The GenAI Divide: Why Most Pilots Stall and How Yours Won’t

MIT NANDA’s State of AI in Business 2025 report has sparked headlines about “95% of AI projects failing.” That number is real but it applies to task-specific enterprise GenAI. Meanwhile, the same research claims general-purpose LLMs (think ChatGPT/Copilot) show far better traction, with ~40% of orgs reporting success.
What the data actually says
- Devil in the detail: General-purpose LLMs are widely piloted and deployed (40%). Task-specific GenAI stalls only ~5% reach production.
- Good signal for Tech & Media: Despite the hype, AI shows up clear structural disruption mainly in Tech and Media so far out of 9 researched industries.
- Start simple: AI has already “won” simple work. 70% prefer AI for drafting emails, 65% for basic analysis. For complex, multi-week work, humans still dominate 9:1.

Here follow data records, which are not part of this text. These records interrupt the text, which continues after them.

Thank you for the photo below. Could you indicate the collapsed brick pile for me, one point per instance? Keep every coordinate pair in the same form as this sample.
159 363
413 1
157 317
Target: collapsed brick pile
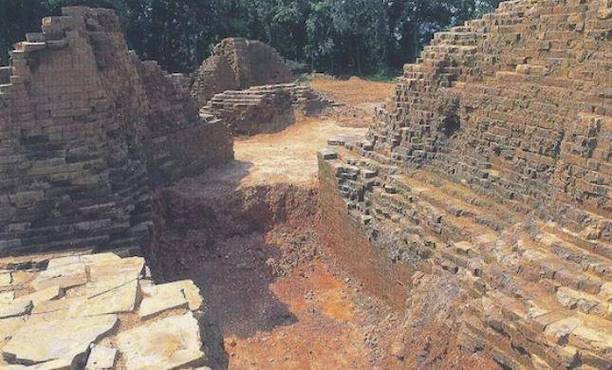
491 167
264 109
237 64
86 131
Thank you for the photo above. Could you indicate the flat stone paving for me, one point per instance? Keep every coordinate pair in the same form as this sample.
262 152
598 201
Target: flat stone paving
95 312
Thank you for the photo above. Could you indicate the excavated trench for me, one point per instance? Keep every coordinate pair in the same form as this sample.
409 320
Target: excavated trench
277 293
273 298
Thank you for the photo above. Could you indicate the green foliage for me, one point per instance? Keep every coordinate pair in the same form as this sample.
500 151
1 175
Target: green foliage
366 37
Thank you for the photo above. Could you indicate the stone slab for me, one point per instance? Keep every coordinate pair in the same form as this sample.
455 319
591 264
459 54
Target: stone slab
65 276
15 308
46 341
101 358
113 296
170 343
161 298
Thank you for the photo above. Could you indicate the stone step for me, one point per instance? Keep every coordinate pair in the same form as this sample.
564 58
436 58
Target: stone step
573 253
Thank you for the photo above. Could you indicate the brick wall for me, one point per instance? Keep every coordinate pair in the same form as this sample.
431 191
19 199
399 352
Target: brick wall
77 122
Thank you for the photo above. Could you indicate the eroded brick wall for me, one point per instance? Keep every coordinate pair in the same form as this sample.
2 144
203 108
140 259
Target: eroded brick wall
490 169
86 130
238 63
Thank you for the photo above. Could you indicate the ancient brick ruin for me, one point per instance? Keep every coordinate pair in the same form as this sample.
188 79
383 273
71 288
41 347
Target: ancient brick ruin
237 64
478 205
87 131
490 169
246 85
264 109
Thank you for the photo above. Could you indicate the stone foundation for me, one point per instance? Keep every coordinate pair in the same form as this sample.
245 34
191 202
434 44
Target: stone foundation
77 311
237 64
264 109
490 167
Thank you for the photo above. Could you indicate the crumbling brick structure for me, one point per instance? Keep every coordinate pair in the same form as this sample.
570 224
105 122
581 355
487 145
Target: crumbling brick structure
491 168
86 132
264 109
237 64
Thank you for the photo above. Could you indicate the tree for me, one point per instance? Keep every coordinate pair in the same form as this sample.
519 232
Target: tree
335 36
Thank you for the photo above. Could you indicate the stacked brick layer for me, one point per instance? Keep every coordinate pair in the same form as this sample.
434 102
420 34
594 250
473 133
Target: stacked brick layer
491 166
86 130
263 109
238 64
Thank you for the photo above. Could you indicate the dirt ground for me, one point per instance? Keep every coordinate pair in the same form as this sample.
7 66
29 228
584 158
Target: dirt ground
288 157
247 235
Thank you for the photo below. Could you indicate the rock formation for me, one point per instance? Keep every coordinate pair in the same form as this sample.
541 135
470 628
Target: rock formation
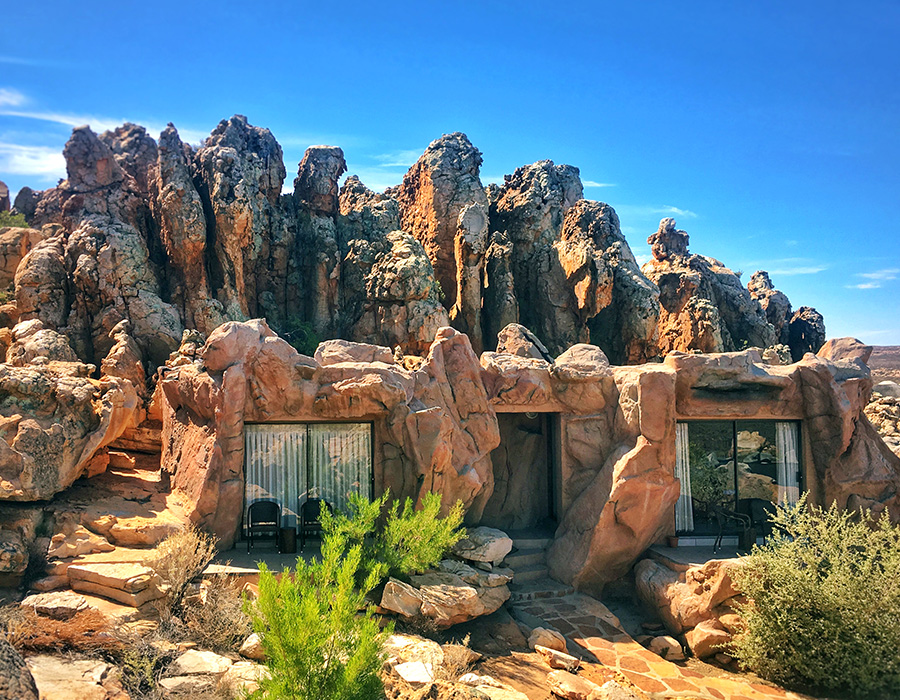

- Approach matters: The divide isn’t driven by model quality or regulation; it’s driven by workflow fit, learning, and memory.
- Where ROI hides: Early, measurable savings come from reducing BPO and external agency spend especially in back-office operations more than headcount cuts.
Playbooks that work for organizations (from the 5% who succeed)
- Land small, visible wins in narrow workflows; then expand.
- Choose tools with low configuration and immediate visible value. Initially avoid heavy enterprise customization.
- Prioritize learning, memory, and workflow adaptation not flashy UX.
- Partner to build pilots: AI pilots via strategic partnerships are 2x as likely to reach full deployment as internal builds.